Cabarrus Health and Rehabilitation is owned by a for-profit company. For-profit facilities operate as businesses with obligations to shareholders or private owners. The facility is operated by LIFEWORKS REHAB, a chain that manages multiple nursing homes. With 120 certified beds and approximately 112 residents (about 93% occupancy), it is a mid-sized facility located in Concord, North Carolina.

How Does Cabarrus Health And Rehabilitation Compare to Other North Carolina Nursing Homes?

Compared to the 100 nursing homes in North Carolina, Cabarrus Health and Rehabilitation's overall rating (1 stars) is below the state average of 2.8, staff turnover (76%) is significantly higher than the state average of 46%, and health inspection rating (1 stars) is much below the national benchmark.

What Should Families Ask When Visiting Cabarrus Health And Rehabilitation?

Based on this facility's data, families visiting should ask: "What changes have been made since the serious inspection findings, and how are you preventing similar issues?" "What safeguards and monitoring systems are in place to protect residents from abuse or neglect?" "How do you ensure continuity of care given staff turnover, and what is your staff retention strategy?" "Can you walk me through typical staffing levels on day, evening, and night shifts?" These questions are particularly relevant given the facility's Immediate Jeopardy citations, the substantiated abuse finding on record, the facility's high staff turnover rate, and the below-average staffing rating.

Is Cabarrus Health And Rehabilitation Safe?

Based on CMS inspection data, Cabarrus Health and Rehabilitation has documented safety concerns.

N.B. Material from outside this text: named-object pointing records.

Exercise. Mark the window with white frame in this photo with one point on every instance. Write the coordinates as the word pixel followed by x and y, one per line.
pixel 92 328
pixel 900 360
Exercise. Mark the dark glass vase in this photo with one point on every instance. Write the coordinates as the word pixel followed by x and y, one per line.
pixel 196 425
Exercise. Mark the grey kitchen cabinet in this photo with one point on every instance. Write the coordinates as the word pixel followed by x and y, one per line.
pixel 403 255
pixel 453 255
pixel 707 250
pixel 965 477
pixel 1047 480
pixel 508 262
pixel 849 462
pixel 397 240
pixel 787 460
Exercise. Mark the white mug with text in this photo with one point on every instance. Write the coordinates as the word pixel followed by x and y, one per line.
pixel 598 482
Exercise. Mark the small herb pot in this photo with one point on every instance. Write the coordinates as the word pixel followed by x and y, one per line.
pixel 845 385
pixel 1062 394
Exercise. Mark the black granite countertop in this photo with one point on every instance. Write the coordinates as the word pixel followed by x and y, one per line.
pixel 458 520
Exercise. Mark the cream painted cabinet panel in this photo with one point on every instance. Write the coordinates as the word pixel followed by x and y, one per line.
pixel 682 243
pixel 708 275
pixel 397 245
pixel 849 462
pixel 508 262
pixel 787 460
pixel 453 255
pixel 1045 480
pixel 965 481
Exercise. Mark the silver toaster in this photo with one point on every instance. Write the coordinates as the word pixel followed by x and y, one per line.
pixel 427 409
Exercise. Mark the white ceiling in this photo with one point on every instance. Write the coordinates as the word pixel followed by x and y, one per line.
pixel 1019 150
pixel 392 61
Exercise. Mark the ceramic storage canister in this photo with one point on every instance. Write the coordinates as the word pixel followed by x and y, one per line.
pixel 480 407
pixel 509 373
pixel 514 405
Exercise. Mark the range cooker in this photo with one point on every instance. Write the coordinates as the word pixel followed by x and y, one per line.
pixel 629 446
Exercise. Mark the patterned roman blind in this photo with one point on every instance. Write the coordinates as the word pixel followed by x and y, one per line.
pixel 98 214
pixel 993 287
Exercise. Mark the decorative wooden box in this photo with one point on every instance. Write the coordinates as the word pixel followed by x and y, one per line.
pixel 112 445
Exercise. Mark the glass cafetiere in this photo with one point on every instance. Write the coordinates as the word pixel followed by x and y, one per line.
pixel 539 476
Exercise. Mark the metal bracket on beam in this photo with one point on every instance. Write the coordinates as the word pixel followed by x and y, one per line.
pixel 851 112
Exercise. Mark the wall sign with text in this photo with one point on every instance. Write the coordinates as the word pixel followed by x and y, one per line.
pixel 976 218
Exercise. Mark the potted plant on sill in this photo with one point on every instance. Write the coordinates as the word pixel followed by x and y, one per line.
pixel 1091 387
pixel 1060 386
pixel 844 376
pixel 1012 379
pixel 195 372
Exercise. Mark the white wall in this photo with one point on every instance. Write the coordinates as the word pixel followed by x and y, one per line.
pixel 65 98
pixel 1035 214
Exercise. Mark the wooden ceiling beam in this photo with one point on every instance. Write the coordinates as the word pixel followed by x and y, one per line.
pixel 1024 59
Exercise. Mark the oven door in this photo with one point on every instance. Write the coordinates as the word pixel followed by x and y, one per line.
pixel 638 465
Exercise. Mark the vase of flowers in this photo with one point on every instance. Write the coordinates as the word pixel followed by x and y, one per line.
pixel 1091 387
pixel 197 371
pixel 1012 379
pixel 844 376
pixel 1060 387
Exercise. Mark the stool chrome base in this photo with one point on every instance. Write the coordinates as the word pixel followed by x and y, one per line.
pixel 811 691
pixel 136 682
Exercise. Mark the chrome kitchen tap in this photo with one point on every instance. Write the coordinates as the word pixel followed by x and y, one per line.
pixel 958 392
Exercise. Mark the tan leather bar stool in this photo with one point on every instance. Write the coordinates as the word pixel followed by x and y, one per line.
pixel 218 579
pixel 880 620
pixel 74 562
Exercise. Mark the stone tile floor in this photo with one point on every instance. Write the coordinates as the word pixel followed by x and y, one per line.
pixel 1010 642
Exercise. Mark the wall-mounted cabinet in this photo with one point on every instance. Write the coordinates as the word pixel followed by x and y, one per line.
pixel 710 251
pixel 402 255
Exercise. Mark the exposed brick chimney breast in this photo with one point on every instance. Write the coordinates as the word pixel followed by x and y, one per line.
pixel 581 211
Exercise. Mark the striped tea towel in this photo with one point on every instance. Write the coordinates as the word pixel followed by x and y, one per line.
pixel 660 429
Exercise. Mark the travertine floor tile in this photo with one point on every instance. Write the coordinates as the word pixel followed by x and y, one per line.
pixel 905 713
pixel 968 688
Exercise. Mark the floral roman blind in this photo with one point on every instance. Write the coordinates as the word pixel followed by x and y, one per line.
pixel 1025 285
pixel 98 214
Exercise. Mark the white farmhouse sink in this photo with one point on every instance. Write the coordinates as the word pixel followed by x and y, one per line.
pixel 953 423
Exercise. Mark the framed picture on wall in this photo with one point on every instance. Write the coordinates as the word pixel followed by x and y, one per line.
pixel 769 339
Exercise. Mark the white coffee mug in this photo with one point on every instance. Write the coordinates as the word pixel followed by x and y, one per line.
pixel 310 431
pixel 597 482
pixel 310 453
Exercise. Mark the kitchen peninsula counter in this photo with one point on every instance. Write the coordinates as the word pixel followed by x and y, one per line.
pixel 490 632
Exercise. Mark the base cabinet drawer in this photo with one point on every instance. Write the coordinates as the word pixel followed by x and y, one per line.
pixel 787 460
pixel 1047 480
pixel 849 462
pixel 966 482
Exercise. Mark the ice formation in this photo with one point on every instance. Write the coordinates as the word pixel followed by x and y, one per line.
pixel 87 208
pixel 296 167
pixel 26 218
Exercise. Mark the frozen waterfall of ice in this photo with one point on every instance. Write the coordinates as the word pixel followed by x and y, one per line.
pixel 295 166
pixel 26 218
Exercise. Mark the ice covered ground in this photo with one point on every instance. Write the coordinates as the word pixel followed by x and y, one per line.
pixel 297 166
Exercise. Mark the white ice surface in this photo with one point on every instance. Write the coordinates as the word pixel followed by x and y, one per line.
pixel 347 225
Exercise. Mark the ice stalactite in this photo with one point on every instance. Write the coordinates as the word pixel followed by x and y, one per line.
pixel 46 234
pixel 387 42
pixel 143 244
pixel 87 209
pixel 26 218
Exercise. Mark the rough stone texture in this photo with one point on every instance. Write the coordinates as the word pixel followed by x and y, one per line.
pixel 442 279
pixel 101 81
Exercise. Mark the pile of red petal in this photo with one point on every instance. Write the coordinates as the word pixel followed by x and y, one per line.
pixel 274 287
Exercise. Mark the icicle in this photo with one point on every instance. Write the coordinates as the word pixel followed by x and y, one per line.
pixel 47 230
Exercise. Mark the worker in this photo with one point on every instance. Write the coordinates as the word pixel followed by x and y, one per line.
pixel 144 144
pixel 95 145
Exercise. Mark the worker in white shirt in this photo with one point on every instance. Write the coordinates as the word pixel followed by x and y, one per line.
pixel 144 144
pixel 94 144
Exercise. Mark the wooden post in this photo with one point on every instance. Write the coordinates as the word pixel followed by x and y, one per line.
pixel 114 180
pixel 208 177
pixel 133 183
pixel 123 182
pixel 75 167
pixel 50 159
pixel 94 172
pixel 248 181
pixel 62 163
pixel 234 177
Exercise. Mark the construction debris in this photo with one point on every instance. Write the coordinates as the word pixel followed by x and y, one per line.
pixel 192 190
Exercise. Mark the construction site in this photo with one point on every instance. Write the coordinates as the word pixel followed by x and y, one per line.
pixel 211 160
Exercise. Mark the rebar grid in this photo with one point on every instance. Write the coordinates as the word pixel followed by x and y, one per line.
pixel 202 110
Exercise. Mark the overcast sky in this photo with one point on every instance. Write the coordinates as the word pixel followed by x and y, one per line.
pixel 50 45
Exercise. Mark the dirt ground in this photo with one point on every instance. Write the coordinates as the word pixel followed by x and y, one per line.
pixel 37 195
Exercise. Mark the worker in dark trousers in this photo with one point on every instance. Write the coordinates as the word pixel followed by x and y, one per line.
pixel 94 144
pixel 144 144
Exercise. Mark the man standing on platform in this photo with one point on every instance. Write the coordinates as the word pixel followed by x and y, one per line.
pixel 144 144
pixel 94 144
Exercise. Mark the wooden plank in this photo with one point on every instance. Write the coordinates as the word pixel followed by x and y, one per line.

The facility has 1 substantiated abuse finding (meaning confirmed case of resident harm by staff or other residents). Inspectors have issued 3 Immediate Jeopardy citations (the most serious violation level indicating risk of serious injury or death). The facility is currently on the Special Focus Facility watch list (a federal program monitoring the lowest-performing 1% of nursing homes nationwide). The facility has a 1-star overall rating and ranks #100 of 100 nursing homes in North Carolina. Families considering this facility should ask detailed questions about what corrective actions have been taken since these incidents.

Do Nurses at Cabarrus Health And Rehabilitation Stick Around?

Staff turnover at Cabarrus Health and Rehabilitation is high. At 76%, the facility is 29 percentage points above the North Carolina average of 46%. Registered Nurse turnover is particularly concerning at 77%. RNs handle complex medical decisions and coordinate care — frequent RN changes can directly impact care quality. High turnover means new staff may not know residents' individual needs, medications, or preferences. It can also be disorienting for residents, especially those with dementia who rely on familiar faces. Families should ask: What is causing the turnover? What retention programs are in place? How do you ensure care continuity during staff transitions?

Was Cabarrus Health And Rehabilitation Ever Fined?

Cabarrus Health and Rehabilitation has been fined $54,132 across 6 penalty actions. This is above the North Carolina average of $33,620. Fines in this range indicate compliance issues significant enough for CMS to impose meaningful financial consequences. Common causes include delayed correction of deficiencies, repeat violations, or care failures affecting resident safety. Families should ask facility leadership what changes have been made since these penalties.

Is Cabarrus Health And Rehabilitation on Any Federal Watch List?

Cabarrus Health and Rehabilitation is currently an SFF Candidate, meaning CMS has identified it as potentially qualifying for the Special Focus Facility watch list. SFF Candidates have a history of serious deficiencies but haven't yet reached the threshold for full SFF designation. The facility is being monitored more closely — if problems continue, it may be added to the official watch list. Families should ask what the facility is doing to address the issues that led to this status.